Soft Machine are an English rock and jazz band from Canterbury, named after the book The Soft Machine by William S. Burroughs. They were one of the central bands in the Canterbury scene. Though they achieved little commercial success, they are widely considered by critics to have been very influential in rock music, with AllMusic describing them as "one of the more influential bands of their era, and certainly one of the most influential underground ones."

Soft Machine (billed as The Soft Machine up to 1969 or 1970) were formed in mid-1966 by Robert Wyatt (drums, vocals), Kevin Ayers (bass, guitar, vocals), Daevid Allen (guitar) and Mike Ratledge (organ) plus, for the first few gigs only, American guitarist Larry Nowlin. Allen, Wyatt and future bassist Hugh Hopper had first played together in the Daevid Allen Trio in 1963, occasionally accompanied by Ratledge. Wyatt, Ayers and Hopper had been founding members of The Wilde Flowers, later incarnations of which would include future members of another Canterbury band, Caravan.

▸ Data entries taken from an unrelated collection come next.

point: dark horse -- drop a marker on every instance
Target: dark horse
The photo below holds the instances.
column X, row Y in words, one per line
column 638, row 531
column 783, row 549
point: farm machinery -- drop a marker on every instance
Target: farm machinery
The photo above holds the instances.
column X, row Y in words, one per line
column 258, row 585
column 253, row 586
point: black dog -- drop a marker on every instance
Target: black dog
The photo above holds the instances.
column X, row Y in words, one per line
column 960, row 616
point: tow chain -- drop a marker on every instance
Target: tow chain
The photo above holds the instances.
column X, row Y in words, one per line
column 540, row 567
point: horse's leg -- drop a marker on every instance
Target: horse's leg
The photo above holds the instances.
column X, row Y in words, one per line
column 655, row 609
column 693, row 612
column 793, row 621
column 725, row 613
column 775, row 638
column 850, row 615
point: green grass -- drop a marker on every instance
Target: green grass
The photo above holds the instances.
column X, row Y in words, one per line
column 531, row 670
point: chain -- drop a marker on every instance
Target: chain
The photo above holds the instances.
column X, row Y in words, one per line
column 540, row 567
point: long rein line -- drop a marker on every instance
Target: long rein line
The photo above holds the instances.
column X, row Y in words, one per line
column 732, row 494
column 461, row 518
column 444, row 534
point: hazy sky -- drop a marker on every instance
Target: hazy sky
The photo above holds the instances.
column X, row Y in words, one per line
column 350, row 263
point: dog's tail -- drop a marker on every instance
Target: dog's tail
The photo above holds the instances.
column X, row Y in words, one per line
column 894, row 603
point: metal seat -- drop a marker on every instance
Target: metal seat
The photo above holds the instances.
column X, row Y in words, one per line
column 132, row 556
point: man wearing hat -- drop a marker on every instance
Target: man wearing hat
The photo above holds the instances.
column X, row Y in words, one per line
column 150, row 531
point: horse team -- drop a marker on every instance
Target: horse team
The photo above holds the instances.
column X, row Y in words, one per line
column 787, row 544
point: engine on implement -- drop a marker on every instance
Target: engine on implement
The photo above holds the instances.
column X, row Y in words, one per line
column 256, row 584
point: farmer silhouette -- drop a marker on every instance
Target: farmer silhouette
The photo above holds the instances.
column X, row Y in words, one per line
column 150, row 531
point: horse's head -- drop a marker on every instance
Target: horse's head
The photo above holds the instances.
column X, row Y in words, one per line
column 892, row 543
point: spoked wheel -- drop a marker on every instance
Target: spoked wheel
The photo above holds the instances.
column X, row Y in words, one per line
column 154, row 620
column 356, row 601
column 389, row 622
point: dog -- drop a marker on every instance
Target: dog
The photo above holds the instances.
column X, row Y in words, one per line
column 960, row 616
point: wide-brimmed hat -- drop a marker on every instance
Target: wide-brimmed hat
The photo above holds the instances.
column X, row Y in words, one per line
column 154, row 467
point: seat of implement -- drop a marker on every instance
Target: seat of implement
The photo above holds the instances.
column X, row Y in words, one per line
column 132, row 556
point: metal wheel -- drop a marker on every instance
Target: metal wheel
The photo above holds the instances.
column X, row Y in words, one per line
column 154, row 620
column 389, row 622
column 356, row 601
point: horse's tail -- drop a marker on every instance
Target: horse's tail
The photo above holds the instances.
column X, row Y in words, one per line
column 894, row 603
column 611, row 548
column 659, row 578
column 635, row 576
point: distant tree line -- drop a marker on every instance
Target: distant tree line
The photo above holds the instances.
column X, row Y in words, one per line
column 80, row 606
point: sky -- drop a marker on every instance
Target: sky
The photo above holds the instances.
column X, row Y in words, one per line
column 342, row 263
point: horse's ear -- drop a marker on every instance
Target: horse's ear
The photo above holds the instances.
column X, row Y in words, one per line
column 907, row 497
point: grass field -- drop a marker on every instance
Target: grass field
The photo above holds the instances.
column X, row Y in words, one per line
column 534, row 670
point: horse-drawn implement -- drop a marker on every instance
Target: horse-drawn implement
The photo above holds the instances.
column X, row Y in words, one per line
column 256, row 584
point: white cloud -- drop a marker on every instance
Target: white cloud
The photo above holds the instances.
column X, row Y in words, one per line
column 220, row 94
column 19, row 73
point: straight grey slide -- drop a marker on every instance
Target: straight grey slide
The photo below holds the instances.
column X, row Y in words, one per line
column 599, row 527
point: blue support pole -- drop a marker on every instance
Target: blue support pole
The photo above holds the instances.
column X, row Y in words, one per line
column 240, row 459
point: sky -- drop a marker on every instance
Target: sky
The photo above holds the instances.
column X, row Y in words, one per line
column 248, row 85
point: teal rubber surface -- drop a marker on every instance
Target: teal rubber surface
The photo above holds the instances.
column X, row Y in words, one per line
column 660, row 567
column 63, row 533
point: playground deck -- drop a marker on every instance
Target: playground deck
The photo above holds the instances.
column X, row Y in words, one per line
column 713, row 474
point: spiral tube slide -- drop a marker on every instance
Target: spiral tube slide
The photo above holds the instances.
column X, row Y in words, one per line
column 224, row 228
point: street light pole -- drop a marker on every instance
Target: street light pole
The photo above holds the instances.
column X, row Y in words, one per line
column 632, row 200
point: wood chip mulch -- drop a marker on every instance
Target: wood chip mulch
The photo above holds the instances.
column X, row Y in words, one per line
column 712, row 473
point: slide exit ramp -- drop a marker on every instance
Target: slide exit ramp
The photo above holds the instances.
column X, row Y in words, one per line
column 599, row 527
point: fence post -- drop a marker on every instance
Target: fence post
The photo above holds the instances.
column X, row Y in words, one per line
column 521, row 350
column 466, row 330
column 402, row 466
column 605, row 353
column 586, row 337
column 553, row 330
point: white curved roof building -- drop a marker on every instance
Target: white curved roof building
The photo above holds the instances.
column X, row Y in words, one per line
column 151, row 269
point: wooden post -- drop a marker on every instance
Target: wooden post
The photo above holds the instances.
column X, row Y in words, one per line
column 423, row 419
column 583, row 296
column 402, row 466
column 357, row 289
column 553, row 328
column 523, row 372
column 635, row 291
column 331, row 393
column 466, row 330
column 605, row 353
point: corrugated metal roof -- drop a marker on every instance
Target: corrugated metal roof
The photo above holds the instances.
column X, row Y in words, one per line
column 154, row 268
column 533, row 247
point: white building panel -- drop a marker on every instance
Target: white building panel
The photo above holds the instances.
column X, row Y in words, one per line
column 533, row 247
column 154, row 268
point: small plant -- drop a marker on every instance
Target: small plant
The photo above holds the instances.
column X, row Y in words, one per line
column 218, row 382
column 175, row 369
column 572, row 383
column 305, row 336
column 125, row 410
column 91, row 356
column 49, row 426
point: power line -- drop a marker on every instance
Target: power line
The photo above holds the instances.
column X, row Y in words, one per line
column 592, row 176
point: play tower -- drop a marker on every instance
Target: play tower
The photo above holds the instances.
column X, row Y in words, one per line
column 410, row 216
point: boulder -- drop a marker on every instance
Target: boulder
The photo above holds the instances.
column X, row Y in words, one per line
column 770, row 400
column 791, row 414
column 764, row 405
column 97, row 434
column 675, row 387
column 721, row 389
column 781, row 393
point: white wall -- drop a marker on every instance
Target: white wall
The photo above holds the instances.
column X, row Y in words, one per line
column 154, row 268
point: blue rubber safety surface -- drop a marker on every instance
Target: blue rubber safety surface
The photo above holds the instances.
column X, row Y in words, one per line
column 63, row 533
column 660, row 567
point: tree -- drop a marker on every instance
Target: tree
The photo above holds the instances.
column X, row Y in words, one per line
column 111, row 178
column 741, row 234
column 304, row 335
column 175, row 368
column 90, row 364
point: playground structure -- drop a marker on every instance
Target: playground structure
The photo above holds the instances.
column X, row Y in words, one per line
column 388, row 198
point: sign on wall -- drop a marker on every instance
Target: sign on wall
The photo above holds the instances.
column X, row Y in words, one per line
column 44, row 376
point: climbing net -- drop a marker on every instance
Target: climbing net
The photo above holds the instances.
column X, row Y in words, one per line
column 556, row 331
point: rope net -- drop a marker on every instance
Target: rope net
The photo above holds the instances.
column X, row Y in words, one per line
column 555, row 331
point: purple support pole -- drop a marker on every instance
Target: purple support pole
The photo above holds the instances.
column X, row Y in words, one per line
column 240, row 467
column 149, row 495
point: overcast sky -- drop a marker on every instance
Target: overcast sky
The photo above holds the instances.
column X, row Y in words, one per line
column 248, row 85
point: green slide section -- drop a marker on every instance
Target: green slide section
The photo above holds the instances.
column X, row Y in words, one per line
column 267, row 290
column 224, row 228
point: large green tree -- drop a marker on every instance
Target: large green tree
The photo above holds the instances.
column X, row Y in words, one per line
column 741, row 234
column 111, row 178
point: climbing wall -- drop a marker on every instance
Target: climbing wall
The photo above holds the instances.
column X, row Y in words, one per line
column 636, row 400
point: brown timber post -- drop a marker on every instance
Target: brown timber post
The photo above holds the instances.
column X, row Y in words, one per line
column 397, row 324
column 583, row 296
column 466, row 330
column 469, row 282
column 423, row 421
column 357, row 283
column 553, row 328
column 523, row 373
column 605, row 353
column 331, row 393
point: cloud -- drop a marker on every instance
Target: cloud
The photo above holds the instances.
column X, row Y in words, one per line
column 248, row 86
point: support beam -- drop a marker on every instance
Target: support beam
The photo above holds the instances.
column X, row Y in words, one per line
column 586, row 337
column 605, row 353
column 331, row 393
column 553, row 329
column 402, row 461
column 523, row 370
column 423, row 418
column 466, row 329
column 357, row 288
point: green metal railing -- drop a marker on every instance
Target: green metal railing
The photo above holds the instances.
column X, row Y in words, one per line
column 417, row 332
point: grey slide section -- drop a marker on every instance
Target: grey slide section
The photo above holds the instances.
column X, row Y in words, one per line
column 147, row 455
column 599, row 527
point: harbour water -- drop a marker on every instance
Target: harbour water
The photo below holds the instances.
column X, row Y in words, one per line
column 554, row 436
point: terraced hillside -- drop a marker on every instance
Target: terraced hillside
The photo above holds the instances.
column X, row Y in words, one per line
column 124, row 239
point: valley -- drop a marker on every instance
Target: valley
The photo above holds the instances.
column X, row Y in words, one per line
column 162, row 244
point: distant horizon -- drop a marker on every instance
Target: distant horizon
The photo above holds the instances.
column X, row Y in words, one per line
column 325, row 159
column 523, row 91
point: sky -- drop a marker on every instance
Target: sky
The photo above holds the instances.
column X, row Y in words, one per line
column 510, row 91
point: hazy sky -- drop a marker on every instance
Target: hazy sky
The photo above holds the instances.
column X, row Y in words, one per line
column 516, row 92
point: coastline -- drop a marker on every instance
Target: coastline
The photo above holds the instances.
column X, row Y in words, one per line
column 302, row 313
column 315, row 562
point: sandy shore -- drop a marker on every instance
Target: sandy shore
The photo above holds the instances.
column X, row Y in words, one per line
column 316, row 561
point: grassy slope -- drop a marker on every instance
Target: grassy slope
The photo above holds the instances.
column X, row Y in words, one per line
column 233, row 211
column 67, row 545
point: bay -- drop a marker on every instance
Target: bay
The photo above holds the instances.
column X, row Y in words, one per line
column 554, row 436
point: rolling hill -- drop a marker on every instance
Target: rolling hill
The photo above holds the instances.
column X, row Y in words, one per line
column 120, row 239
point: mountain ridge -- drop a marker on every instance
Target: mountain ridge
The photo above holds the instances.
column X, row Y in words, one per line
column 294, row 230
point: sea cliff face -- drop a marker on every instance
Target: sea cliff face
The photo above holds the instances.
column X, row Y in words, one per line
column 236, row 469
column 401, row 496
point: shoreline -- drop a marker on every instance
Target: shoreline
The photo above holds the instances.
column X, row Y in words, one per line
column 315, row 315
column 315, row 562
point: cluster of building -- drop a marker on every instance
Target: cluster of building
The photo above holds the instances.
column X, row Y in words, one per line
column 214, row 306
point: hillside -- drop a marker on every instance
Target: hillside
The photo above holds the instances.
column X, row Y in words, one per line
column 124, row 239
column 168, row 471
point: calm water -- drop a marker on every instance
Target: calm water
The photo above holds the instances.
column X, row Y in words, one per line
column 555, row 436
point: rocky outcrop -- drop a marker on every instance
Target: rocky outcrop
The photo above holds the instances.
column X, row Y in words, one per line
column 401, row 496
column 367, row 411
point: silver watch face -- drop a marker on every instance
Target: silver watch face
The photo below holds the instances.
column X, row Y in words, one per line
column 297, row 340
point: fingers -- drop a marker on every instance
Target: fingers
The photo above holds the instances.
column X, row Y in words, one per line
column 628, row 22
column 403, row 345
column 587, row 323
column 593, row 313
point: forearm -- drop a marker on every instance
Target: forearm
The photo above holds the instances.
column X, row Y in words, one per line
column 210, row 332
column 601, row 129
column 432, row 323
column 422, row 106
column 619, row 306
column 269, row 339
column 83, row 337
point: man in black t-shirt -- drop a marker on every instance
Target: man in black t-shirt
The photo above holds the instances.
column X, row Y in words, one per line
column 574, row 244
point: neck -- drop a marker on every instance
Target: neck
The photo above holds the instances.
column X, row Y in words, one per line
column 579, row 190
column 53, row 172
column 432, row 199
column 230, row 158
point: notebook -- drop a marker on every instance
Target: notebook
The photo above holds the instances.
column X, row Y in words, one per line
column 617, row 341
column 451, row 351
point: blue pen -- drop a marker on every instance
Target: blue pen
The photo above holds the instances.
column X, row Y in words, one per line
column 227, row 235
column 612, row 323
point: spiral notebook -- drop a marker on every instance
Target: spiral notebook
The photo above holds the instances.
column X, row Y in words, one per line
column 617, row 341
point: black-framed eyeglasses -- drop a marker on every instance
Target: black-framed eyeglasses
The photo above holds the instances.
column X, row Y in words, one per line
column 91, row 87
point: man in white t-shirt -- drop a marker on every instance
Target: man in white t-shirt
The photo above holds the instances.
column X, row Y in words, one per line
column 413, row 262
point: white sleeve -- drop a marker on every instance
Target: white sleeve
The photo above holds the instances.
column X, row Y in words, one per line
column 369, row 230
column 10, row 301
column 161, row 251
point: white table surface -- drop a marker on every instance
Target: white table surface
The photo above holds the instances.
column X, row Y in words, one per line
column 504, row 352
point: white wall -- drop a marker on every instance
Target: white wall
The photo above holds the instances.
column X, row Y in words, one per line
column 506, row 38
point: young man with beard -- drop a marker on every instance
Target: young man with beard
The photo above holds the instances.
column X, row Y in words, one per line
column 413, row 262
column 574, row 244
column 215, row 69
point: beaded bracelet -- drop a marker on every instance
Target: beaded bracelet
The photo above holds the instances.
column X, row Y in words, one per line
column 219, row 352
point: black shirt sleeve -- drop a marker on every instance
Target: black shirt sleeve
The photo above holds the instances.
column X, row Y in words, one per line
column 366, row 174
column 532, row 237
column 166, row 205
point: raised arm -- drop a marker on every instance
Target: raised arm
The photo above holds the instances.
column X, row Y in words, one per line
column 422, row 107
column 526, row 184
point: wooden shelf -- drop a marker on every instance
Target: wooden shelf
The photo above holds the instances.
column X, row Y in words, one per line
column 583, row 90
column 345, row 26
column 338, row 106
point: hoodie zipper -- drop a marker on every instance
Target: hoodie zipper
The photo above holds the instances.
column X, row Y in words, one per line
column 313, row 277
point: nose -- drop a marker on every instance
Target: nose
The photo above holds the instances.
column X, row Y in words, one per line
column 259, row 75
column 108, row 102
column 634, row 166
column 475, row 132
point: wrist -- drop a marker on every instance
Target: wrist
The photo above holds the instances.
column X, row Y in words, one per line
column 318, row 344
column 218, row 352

This first Soft Machine line-up became involved in the early UK underground, featuring prominently at the UFO Club, and subsequently other London clubs like the Speakeasy Club and Middle Earth. Their first single, 'Love Makes Sweet Music' (recorded 5 February 1967, produced by Chas Chandler), was released on Polydor Records in February, backed with 'Feelin' Reelin' Squeelin' (January 1967, produced by Kim Fowley—rumored to have Jimi Hendrix, who was recording "Hey Joe" in the same studio, playing rhythm guitar). In April 1967 they recorded seven demo songs with producer Giorgio Gomelsky in De Lane Lea Studios that remained unreleased until 1971 in a dispute over studio costs. They also played in the Netherlands, Germany and on the French Riviera. During July and August 1967, Gomelsky booked shows all along the Côte d'Azur with the band's most famous early gig taking place in the village square of Saint-Tropez. This led to an invitation to perform at producer Eddie Barclay's trendy "Nuit Psychédélique[]", performing a forty-minute rendering of "We Did It Again", singing the refrain over and over, achieving a trance-like quality. This made them instant darlings of the Parisian "in" crowd, resulting in invitations to appear on leading television shows and at the Paris Biennale in October 1967. Upon their return from their sojourn in France, Allen (an Australian) was denied re-entry to the United Kingdom, so the group continued as a trio, while he returned to Paris to form Gong.